Several factors are crucial to preventing popular opposition to climate policies and encouraging uptake of clean solutions, such as electric vehicles. While the negative impact of policy changes is often explicit, positive outcomes remain implicit. For example, European governments announced that new gasoline-and diesel-powered cars will be banned by 2035 but have struggled to provide even an estimated price for electric vehicles. Clearer commitments must be made, given that citizens comparing the current prices of gasoline- and diesel-powered cars to electric vehicles are understandably concerned.

Moreover, public engagement must play a central role, as the phaseout of fossil-fuel vehicles will require extensive plans for retraining automobile workers and supporting small businesses. Geographic differentiation and renewed urban planning are also needed to reduce long commutes that force people to depend on cheap fuel.

Lastly, we must strive for fairness. To counter the populist narrative of elites evading restrictions imposed on the middle class, the super-rich should contribute more than the general public. As a symbolic gesture and proof of concept, the EU could announce ambitious plans for regulating the private-jet industry and hastening its clean-energy transformation.
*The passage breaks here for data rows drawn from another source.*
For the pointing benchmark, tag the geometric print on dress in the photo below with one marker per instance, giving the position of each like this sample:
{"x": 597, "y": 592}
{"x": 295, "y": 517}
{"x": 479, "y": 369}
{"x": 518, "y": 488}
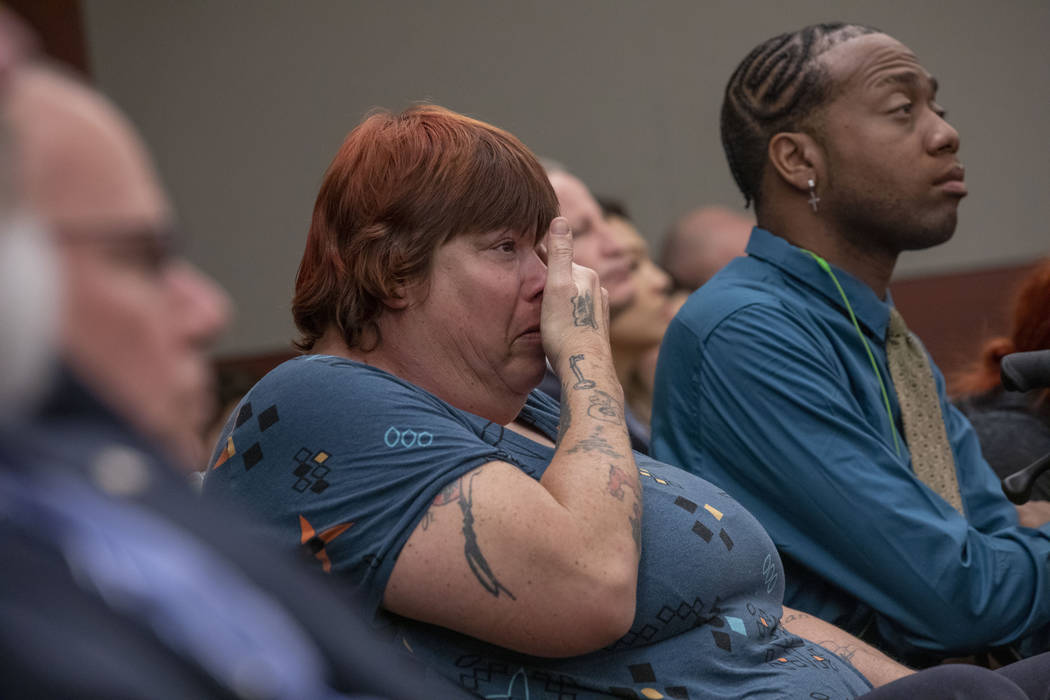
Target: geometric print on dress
{"x": 310, "y": 470}
{"x": 699, "y": 528}
{"x": 253, "y": 454}
{"x": 481, "y": 675}
{"x": 643, "y": 673}
{"x": 315, "y": 543}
This is just a small part of the broader reinvention we urgently need. By focusing solely on carbon prices and industrial subsidies, policymakers had hoped to sidestep tough political choices. But both approaches have proved inadequate, both socially and economically. Climate policies must move away from the ages of green taxes and subsidies and enter the age of politics.

 

About the Author

David Amiel, a member of the French National Assembly, is Special Rapporteur of the Budget for Environmental Policies and a member of the Finance Committee and the European Affairs Committee. He coordinated the conception of French President Emmanuel Macron’s campaign platforms in 2017 and 2022 and is a former policy adviser to the president (2017-19).